Hâlbuki dün hayatımın en güzel gününü yaşamıştım. Hayal kırıklığına uğramamak adına hayalini dahi kurmadığım bir madalya kazanmış, ülkemi, ailemi ve kendimi gururlandırmıştım. Normal biri olsaydım Kerim'den duyduklarım da dünü iki katı güzelleştirebilirdi. Ancak madalyama bile yeterince sevinemediğim, babama yalan söylediğim için içimin kıvrandığı bir gün haline gelmişti. Kerim'in söylediği son sözler ve bakışları ise aklımdan gitmiyordu. Ona kızamıyordum bile. Kızdığım zamanların üzerinden yıllar geçmiş gibi hissediyordum.
Üzerimde yeterince çaresizlik hissi ve baskı yokmuş gibi en az yüz kişinin olacağı bir salonda konuşma yapacaktım. Birebir konuşmalarda bile yeterince iyi değilken böylesine önemli bir konuşmayı yapabileceğime inancım yoktu.
Madalya maçına tekrar çıkmak bile gözümde daha kolay gözüküyordu.
Babamın bugün erkenden evden çıkıp geç vakte kadar gelmeyeceğini söylemesi dikkat çekmeden kulübe gitmemiz için büyük bir şanstı. Bugün belki de lehime gelişen ilk olaydı. Annem ve ablamla hazırlanıp kulübe giderken kalbimde artan heyecan tüm bedenimi ele geçirmiş gibiydi. Ablamla dün hazırladığımız konuşmayı kısa sürede ezberlemiş ve uyanık kaldığım her dakika kafamda döndürmüştüm. Beynimde yaptığım bütün konuşmalar hüsranla sonuçlanıyordu. Ya ezberlediğim konuşmamı unutuyor ya da hiçbir şey demeden öylece kalıyordum. Kafamdaki tüm konuşmalarda Kerim yoktu ancak geleceğinden adım gibi emindim.

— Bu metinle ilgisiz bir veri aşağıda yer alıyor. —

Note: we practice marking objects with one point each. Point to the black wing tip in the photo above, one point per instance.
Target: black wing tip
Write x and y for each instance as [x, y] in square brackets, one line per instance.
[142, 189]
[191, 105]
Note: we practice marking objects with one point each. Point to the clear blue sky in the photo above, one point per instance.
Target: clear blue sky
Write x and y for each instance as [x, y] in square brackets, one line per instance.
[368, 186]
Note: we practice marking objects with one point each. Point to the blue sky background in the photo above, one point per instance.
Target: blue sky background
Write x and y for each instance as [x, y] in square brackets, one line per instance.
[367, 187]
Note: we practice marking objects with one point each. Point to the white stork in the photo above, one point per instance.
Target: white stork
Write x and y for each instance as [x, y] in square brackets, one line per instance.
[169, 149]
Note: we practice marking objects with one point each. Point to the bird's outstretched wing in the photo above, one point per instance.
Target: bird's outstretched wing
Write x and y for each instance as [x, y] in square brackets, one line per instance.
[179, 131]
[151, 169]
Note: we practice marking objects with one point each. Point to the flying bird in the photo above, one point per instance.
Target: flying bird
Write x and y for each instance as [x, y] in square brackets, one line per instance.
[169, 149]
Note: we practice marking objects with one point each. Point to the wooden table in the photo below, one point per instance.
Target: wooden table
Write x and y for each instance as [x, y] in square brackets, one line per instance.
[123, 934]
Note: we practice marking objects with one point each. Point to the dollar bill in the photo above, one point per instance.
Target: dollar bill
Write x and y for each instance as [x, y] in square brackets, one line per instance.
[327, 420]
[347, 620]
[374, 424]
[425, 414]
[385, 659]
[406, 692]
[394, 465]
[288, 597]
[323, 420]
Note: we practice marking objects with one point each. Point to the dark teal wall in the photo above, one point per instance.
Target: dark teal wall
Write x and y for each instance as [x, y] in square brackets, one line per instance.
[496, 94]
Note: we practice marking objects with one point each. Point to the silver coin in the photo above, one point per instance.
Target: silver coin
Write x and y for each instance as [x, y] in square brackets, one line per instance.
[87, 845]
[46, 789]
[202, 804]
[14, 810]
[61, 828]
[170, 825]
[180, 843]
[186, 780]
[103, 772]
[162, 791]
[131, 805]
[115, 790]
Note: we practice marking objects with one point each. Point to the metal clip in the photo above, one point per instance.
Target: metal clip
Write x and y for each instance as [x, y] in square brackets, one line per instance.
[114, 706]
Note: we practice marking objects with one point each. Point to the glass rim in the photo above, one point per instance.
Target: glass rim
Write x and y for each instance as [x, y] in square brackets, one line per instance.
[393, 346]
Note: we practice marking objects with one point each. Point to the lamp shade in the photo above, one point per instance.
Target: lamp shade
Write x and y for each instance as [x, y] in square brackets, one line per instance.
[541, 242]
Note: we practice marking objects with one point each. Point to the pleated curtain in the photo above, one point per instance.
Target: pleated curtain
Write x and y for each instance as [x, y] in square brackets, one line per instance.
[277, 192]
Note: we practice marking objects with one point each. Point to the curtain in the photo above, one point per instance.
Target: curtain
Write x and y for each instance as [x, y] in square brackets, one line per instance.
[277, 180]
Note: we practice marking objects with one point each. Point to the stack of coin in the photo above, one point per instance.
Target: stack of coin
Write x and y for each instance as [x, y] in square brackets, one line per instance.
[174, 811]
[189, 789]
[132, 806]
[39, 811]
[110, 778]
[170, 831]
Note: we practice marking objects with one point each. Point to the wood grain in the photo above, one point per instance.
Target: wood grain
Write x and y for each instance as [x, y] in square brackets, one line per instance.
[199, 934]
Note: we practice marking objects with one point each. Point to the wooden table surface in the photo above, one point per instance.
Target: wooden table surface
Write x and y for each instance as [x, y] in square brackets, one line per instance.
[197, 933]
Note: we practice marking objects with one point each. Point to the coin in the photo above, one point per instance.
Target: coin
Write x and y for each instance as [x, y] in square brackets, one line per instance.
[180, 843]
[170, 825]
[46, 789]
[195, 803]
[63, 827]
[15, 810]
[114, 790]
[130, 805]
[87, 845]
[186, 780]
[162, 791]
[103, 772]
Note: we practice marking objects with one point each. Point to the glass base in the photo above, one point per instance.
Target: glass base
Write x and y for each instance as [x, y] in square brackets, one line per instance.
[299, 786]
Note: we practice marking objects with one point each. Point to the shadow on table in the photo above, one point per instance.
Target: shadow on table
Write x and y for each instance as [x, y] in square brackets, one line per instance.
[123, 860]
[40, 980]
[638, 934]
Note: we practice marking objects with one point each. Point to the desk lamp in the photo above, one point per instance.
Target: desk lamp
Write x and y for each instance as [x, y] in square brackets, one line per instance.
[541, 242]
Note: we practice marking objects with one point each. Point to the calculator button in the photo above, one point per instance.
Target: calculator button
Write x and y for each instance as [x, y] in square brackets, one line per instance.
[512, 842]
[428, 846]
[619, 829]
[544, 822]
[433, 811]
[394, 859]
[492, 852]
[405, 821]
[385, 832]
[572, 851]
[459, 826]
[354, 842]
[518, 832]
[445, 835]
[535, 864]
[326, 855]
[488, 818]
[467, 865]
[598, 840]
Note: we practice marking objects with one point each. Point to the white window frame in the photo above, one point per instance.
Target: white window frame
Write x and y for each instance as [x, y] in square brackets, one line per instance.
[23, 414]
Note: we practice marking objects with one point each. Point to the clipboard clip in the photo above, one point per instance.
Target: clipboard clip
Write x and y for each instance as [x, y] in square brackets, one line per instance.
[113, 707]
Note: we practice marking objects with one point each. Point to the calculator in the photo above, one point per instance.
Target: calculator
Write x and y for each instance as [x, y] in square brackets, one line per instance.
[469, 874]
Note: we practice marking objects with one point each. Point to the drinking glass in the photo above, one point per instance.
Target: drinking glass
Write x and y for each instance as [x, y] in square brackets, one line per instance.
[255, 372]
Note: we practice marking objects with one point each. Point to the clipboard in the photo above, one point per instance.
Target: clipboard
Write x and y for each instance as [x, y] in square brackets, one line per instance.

Kulübün kapısından girerken bahçenin normalde olduğundan daha kalabalık olduğunu gördüm. Bu törene sadece madalya kazanan sporcular ve aileleri değil kulüp bünyesinde olan herkes davet edilmişti. Kimseye bir şey demeden ortadan sessizce kaçmayı planlasam da beni gören herkes gülümseyerek tebrik ediyordu. Hatta birkaçı coşkulu bir şekilde bana gelip sarılmış ve duygularını dile getirmişti. Üzerimdeki onca heyecan ve gerilime rağmen insanların tebriklerini almak yüzümü güldürmüştü. Toplum içerisinde herkesin konuştuğu biri olma düşüncesinin her zamanki gibi ağır gelmediğini fark etmiştim.
"Gelmişsin," diyerek bana sıkıca sarılan Ahsen'i şaşkınca karşıladım. Kendimi hafifçe geri çekerken, "Gelmeyeceğimi mi düşündün?" dedim. Emin olmayan bir ifadeyle bana baktı. "Evet, aslında gelmeyeceğine dair kafamda bazı ihtimaller vardı. Sonuçta senden bunu beklerim. Ancak gelmezsen Lale hocanın gazabına da uğrayacağını bildiğin için gelmek zorunda olduğunu biliyordum. Ve," diyerek imalı bir gülüş attı. "Gelmeyenlerin madalyası alınıyormuş diye seni kandırmayı planlıyordum."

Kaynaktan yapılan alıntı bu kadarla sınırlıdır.